Ada sebuah keyakinan yang disebut Dota. Tebing Timur 2428kata 2026-03-04 07:32:20

Gelombang prajurit pertama ini tampaknya sudah pasti menjadi milik Fang Qing. Ia menahan prajurit dengan sangat stabil, sehingga posisi membunuh prajurit sangat dekat dengannya, membuat prosesnya berjalan sangat lancar. Tiga prajurit jarak dekat pertama berhasil ia habisi dengan mudah, bahkan satu prajurit kecil miliknya sendiri berhasil ia bunuh sebagai anti-laning, membuat satu prajurit gagal didapatkan Sakata. Untuk prajurit jarak jauh, karena kekuatan serang Fang Qing lebih tinggi, baik last hit maupun deny semua jadi miliknya. Pada gelombang pertama, Fang Qing berhasil mengumpulkan lima jiwa, sementara Sakata hanya satu.

Apakah ini benar-benar duel solo di mid? Kenapa rasanya seperti pertandingan antara Sumail di masa lalu dengan kecerdasan buatan, ayah melawan anak, di mana Sumail yang dikenal sangat kuat di mid pun sempat tertinggal empat last hit dan tiga deny pada gelombang pertama. Sekarang Fang Qing melawan Sakata, ia justru mendapatkan empat last hit dan satu deny. Untuk pahlawan seperti Shadow Fiend yang sangat mengandalkan last hit di awal, keunggulan ini sudah sangat besar.

Keberhasilan Fang Qing pada gelombang pertama berkat posisinya yang bagus, namun di gelombang kedua, keuntungan posisi itu sudah hilang. Tapi kali ini muncul keuntungan lain, yakni keunggulan kekuatan serang. Lima jiwa dibanding satu jiwa berarti delapan poin kekuatan serang lebih tinggi, dan di awal permainan, perbedaan ini sangat krusial.

Pada gelombang kedua, Fang Qing bergerak lincah, sempat menekan Sakata sekali. Sakata membalas, saling serang satu kali. Gelombang prajurit tertarik ke arah Sakata, sehingga posisi mereka sama-sama lebih dekat ke prajurit. Namun berkat kekuatan serangnya yang tinggi, Fang Qing dengan mudah mendapatkan empat last hit di pihaknya, dan satu deny.

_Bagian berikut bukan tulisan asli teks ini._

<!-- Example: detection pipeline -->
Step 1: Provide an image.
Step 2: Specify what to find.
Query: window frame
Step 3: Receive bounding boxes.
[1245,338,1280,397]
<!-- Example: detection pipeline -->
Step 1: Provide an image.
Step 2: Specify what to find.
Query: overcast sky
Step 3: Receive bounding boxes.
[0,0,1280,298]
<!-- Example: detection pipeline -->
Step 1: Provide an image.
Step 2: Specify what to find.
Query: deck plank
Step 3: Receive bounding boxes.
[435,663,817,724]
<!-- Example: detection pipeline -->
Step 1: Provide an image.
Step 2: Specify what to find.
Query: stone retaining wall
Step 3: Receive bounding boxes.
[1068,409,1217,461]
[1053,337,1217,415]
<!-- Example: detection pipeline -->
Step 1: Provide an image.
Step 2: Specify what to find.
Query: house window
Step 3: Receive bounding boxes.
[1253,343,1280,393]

Sakata hanya berhasil dua, satu lagi terlewat.

Sekejap saja, Fang Qing sudah menambah lima jiwa lagi dan naik level dua lebih cepat. Di dalam pertandingan, para pemain mungkin belum begitu sadar, tapi empat penonton di sekitar mereka sangat jelas melihat bahwa kekalahan Sakata tinggal menunggu waktu. Shadow Fiend yang kalah last hit di awal sangat sulit untuk membalikkan keadaan.

Fang Qing sudah meraih delapan last hit dan dua deny, sementara Sakata baru tiga last hit tanpa deny. Untuk duel mid, seperti kata Lao Dui, "Kamu seburuk ini, mending pulang saja! Jangan buang-buang waktu!"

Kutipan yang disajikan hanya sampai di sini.